Cellular Signaling for Dental Physiological Functions

by
Takehito Ouchi
1,2,* and
Taneaki Nakagawa
2,*
1
Department of Physiology, Tokyo Dental College, Tokyo 101-0061, Japan
2
Department of Dentistry and Oral Surgery, Keio University School of Medicine, Tokyo 160-8582, Japan
*
Authors to whom correspondence should be addressed.
Biomolecules 2023, 13(8), 1177; https://doi.org/10.3390/biom13081177
Submission received: 25 July 2023 / Accepted: 27 July 2023 / Published: 28 July 2023
(This article belongs to the Special Issue Advanced Therapeutic Strategies via Oral Mesenchymal Stem Cells)
Versions Notes
Teeth are unique and multifaceted tissues that are necessary for routine functions, such as crushing food and constructing articulated sounds, as well as for esthetic symbols. Nociceptive responses to external stimuli in the dentin have been detected in the dental pulp and neuron complex [1]. Surrounding tissues, such as the gingiva, play defensive roles against the oral microbiota [2]. Thus, dental and periodontal tissues respond precisely to external stimuli and perform oral functions by cooperating with the surrounding hard and soft tissues.

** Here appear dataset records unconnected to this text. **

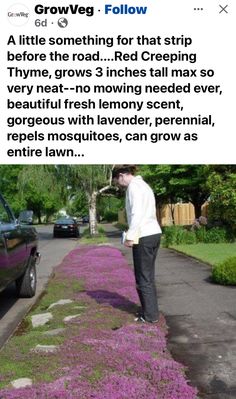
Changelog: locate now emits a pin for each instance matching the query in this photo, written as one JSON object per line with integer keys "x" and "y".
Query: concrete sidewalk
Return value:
{"x": 201, "y": 317}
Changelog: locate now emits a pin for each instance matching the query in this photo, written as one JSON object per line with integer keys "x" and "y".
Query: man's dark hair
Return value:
{"x": 123, "y": 169}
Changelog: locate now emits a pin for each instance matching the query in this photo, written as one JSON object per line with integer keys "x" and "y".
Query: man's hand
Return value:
{"x": 128, "y": 243}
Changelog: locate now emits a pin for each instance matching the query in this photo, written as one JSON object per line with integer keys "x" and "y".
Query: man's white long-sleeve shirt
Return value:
{"x": 140, "y": 210}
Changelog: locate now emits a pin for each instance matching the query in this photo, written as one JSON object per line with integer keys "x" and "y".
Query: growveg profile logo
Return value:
{"x": 18, "y": 14}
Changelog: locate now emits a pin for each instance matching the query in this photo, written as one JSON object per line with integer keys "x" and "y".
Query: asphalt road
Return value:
{"x": 12, "y": 309}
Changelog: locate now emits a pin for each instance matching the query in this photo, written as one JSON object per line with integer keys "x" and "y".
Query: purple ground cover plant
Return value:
{"x": 110, "y": 356}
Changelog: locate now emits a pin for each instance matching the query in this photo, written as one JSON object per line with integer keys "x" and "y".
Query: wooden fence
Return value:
{"x": 181, "y": 214}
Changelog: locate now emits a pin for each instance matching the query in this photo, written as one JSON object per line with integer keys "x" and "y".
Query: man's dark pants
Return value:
{"x": 144, "y": 256}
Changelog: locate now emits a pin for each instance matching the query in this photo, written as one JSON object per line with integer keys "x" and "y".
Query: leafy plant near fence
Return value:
{"x": 177, "y": 235}
{"x": 225, "y": 272}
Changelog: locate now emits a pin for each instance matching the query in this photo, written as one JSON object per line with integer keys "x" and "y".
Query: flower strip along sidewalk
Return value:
{"x": 102, "y": 353}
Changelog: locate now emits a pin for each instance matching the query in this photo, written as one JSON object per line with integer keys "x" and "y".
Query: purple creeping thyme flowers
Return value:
{"x": 108, "y": 356}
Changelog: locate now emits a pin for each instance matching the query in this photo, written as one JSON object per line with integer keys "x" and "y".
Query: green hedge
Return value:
{"x": 177, "y": 235}
{"x": 225, "y": 272}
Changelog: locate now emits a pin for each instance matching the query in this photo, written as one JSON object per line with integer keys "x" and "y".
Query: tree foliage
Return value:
{"x": 174, "y": 183}
{"x": 40, "y": 190}
{"x": 222, "y": 205}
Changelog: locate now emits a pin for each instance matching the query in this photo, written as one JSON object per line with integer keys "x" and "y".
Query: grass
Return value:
{"x": 17, "y": 358}
{"x": 209, "y": 253}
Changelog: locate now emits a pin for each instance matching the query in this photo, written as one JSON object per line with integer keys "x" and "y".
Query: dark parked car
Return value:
{"x": 18, "y": 253}
{"x": 66, "y": 227}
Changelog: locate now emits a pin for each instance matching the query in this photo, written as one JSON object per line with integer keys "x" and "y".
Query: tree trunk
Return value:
{"x": 93, "y": 228}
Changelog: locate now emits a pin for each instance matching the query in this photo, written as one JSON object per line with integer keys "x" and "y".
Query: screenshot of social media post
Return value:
{"x": 139, "y": 82}
{"x": 117, "y": 199}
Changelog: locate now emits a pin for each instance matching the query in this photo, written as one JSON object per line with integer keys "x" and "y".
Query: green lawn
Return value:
{"x": 210, "y": 253}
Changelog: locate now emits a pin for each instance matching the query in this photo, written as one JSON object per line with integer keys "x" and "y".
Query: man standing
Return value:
{"x": 143, "y": 236}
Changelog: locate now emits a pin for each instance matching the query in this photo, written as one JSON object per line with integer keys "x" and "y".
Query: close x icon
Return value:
{"x": 223, "y": 8}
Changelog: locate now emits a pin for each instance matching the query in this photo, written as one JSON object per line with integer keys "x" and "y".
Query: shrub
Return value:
{"x": 176, "y": 235}
{"x": 225, "y": 272}
{"x": 215, "y": 235}
{"x": 110, "y": 216}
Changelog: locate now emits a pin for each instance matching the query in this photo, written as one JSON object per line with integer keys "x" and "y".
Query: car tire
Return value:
{"x": 26, "y": 284}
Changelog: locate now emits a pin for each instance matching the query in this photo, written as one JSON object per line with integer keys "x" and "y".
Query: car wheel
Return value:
{"x": 26, "y": 284}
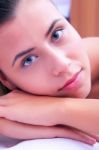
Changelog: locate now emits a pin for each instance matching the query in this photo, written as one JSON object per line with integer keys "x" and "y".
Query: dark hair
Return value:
{"x": 7, "y": 9}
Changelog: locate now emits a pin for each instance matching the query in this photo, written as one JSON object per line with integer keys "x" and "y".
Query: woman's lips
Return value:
{"x": 70, "y": 82}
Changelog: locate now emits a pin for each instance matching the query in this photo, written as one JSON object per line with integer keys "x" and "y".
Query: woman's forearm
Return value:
{"x": 49, "y": 111}
{"x": 81, "y": 114}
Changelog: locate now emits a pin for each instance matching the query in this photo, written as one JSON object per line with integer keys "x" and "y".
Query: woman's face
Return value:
{"x": 42, "y": 54}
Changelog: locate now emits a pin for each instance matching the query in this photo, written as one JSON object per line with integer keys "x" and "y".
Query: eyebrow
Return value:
{"x": 24, "y": 52}
{"x": 52, "y": 26}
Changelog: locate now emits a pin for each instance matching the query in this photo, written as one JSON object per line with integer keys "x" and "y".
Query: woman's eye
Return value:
{"x": 29, "y": 60}
{"x": 57, "y": 34}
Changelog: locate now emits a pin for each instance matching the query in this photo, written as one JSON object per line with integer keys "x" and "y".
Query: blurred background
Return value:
{"x": 82, "y": 14}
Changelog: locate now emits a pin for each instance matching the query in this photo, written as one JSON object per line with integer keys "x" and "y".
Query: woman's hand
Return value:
{"x": 24, "y": 131}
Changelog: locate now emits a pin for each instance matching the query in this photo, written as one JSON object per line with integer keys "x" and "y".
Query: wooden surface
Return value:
{"x": 85, "y": 17}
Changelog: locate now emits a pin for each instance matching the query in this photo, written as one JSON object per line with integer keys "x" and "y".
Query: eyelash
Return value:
{"x": 27, "y": 59}
{"x": 61, "y": 30}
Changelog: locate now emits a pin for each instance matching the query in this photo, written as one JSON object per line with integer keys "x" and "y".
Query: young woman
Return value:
{"x": 42, "y": 54}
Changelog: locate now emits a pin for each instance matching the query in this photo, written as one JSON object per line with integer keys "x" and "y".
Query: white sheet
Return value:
{"x": 45, "y": 144}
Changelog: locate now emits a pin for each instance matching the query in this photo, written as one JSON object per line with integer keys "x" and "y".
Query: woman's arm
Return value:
{"x": 50, "y": 111}
{"x": 24, "y": 131}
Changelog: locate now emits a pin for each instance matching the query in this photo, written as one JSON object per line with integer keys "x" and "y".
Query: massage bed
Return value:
{"x": 44, "y": 144}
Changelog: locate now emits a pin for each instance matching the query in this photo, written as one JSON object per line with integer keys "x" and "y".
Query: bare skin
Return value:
{"x": 44, "y": 113}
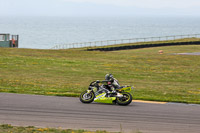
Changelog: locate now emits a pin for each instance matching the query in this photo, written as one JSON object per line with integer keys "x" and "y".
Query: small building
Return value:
{"x": 7, "y": 40}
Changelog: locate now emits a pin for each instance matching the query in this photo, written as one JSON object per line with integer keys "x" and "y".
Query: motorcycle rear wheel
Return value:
{"x": 125, "y": 100}
{"x": 86, "y": 97}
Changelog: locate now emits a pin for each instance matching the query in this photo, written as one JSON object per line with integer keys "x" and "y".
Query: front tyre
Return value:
{"x": 86, "y": 97}
{"x": 125, "y": 100}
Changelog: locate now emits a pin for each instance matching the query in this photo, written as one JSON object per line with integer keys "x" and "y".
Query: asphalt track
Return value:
{"x": 70, "y": 113}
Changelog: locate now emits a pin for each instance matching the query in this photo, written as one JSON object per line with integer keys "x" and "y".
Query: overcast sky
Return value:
{"x": 100, "y": 8}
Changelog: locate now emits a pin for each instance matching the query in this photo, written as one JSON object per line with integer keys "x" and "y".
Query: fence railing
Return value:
{"x": 123, "y": 41}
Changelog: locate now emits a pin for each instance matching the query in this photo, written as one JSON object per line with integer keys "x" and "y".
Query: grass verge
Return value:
{"x": 161, "y": 77}
{"x": 6, "y": 128}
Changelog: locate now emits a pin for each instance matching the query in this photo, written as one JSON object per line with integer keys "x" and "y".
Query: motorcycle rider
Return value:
{"x": 112, "y": 84}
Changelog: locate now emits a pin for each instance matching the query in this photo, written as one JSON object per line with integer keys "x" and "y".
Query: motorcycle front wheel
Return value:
{"x": 86, "y": 97}
{"x": 125, "y": 100}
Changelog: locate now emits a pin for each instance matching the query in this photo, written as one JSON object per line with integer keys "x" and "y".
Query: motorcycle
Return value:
{"x": 98, "y": 93}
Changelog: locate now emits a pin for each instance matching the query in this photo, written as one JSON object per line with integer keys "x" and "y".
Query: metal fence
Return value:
{"x": 123, "y": 41}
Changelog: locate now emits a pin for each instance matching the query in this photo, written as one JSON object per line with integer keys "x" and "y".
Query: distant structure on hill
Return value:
{"x": 7, "y": 40}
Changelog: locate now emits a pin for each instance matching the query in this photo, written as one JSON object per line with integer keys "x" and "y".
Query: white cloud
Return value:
{"x": 145, "y": 3}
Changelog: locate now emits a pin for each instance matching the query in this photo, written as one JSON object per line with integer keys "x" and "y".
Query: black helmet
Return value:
{"x": 108, "y": 76}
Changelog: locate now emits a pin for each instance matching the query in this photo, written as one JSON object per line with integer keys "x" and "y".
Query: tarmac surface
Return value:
{"x": 70, "y": 113}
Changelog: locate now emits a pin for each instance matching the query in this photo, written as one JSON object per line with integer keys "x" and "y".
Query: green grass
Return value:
{"x": 166, "y": 77}
{"x": 149, "y": 42}
{"x": 6, "y": 128}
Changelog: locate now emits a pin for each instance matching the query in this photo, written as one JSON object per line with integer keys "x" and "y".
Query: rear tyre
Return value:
{"x": 125, "y": 100}
{"x": 87, "y": 97}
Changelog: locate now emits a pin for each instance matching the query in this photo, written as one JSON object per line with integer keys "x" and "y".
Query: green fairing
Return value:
{"x": 102, "y": 99}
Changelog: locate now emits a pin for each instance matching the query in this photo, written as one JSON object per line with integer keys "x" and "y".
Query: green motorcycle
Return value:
{"x": 96, "y": 92}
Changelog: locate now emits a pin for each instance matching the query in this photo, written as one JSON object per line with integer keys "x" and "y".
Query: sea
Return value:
{"x": 46, "y": 32}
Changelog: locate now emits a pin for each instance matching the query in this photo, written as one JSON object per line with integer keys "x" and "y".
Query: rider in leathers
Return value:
{"x": 112, "y": 84}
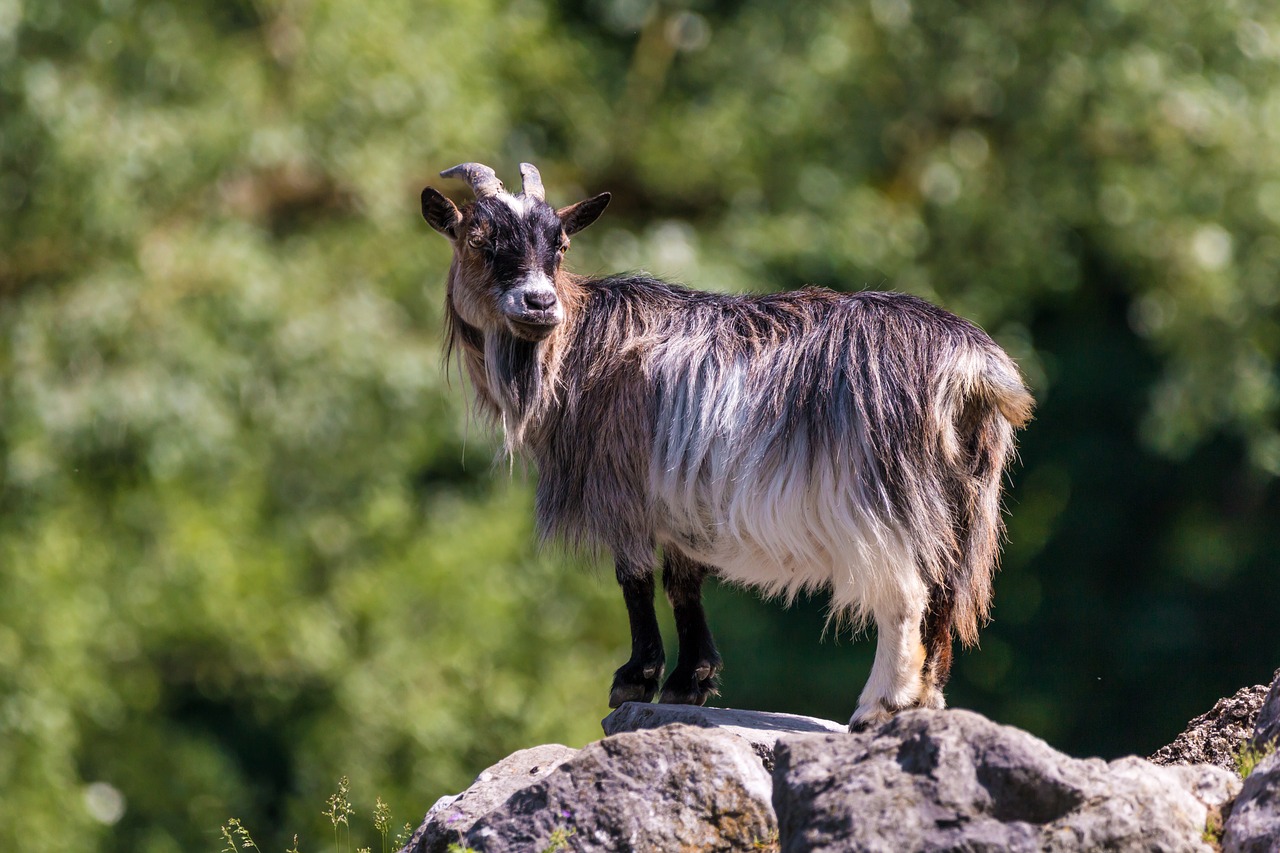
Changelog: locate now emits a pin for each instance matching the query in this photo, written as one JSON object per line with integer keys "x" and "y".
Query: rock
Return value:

However, an imbalance between these hard and soft tissues leads to pathological findings in oral tissues, including teeth, thereby resulting in dysfunctional physiological processes. To prevent this phenomenon, intracellular signaling control, intercellular communication, genetic regulation, and functional regenerative medicine based on tissue engineering have been considered [3]. In a previous edition titled “Tissue Regeneration and Physiological Functional Recovery in Dental and Craniofacial Fields”, we discussed the potential of oral cells in tissue regeneration and functional recovery [4]. In the second edition, several studies were discussed and researchers showed the other potentials of oral and cranial stem cells to use in advanced therapeutic strategies.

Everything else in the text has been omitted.